Während einer durchschnittlichen Beobachtungsdauer von 16 Jahren wurden 41.693 Todesfälle registriert. Eine erhöhte Sterblichkeit wurde bei denjenigen beobachtet, die angaben, mindestens zwei Gläser zuckerhaltige Erfrischungsgetränke zu konsumieren (im Vergleich zu denen, die weniger als ein Glas pro Monat tranken), bei denen das Sterberisiko um 17 Prozent höher war (p <0,001). Bei den Konsumenten zuckerhaltiger Getränke war das Sterberisiko um 8 Prozent höher (p = 0,004) und bei denjenigen, die Getränke mit Süßungsmitteln bevorzugten, um 26 Prozent höher (p < 0,001).

Im Hinblick auf einzelne Todesursachen konnten Wissenschaftler einen Zusammenhang zwischen dem Konsum (wiederum wurde der Konsum von zwei oder mehr Gläsern pro Tag im Vergleich zu einem Glas seltener als einmal im Monat bewertet) von Getränken mit Süßungsmitteln und Erkrankungen des Herz-Kreislauf-System und Getränke mit Zucker und Erkrankungen des Verdauungssystems (alle - p <0,01).

Es sollte klargestellt werden, dass diese Studie eine sehr wichtige Einschränkung hat: Informationen über den Konsum von kohlensäurehaltigen Getränken wurden nur einmal, ganz am Anfang, erhoben, so dass die Schlussfolgerungen der Arbeit nur unter Berücksichtigung der Tatsache akzeptiert werden können, dass alle Teilnehmer dies getan haben ihre Gewohnheiten bezüglich des Konsums von Erfrischungsgetränken nicht ändern. Die Autoren stellen jedoch klar, dass dies die bisher größte Studie zum Zusammenhang zwischen dem Konsum von zuckerhaltigen und gesüßten Getränken und der Sterblichkeit ist; um einen kausalen Zusammenhang herzustellen, sollten solche Studien jedoch weitergeführt werden.

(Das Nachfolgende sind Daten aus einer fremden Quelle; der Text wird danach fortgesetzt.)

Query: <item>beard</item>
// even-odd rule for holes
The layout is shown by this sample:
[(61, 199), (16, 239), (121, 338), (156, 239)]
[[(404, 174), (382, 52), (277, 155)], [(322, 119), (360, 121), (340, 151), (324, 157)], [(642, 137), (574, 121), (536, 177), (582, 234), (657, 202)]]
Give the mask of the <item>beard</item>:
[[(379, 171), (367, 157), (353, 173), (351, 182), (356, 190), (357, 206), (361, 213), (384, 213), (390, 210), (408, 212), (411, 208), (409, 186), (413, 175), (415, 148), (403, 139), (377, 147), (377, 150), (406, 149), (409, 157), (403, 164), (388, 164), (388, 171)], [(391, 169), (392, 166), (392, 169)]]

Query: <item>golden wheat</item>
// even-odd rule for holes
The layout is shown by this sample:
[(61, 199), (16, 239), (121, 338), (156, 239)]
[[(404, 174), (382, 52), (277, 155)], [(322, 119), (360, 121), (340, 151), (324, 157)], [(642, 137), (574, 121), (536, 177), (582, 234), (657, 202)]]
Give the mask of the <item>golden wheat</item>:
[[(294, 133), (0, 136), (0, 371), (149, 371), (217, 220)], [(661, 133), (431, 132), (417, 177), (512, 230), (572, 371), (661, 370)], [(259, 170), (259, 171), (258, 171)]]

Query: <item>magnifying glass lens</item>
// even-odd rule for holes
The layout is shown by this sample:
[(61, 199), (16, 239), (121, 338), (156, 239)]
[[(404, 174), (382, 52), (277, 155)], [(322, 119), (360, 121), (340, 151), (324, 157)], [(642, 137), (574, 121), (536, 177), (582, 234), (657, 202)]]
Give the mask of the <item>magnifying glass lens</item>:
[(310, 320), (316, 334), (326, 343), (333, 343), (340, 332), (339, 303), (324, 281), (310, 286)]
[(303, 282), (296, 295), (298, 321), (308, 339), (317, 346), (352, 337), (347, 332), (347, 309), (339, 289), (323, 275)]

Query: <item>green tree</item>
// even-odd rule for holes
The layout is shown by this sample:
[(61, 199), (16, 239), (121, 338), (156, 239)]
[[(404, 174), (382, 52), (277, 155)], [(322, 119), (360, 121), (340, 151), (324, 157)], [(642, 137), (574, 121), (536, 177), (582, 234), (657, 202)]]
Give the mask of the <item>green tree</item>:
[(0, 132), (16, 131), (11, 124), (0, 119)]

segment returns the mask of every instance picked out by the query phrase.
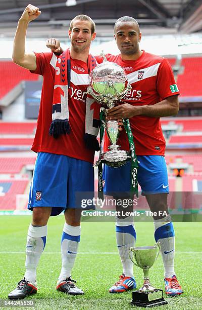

Natürlich gibt es neben Zucker noch andere „gefährliche“Lebensmittel. Das gilt zum Beispiel für Fleischprodukte: Wissenschaftler haben kürzlich herausgefunden, dass das Risiko, an allen Ursachen zu sterben, selbst bei einem Verzehr von bis zu 50 Gramm rotem Fleisch pro Tag ansteigt.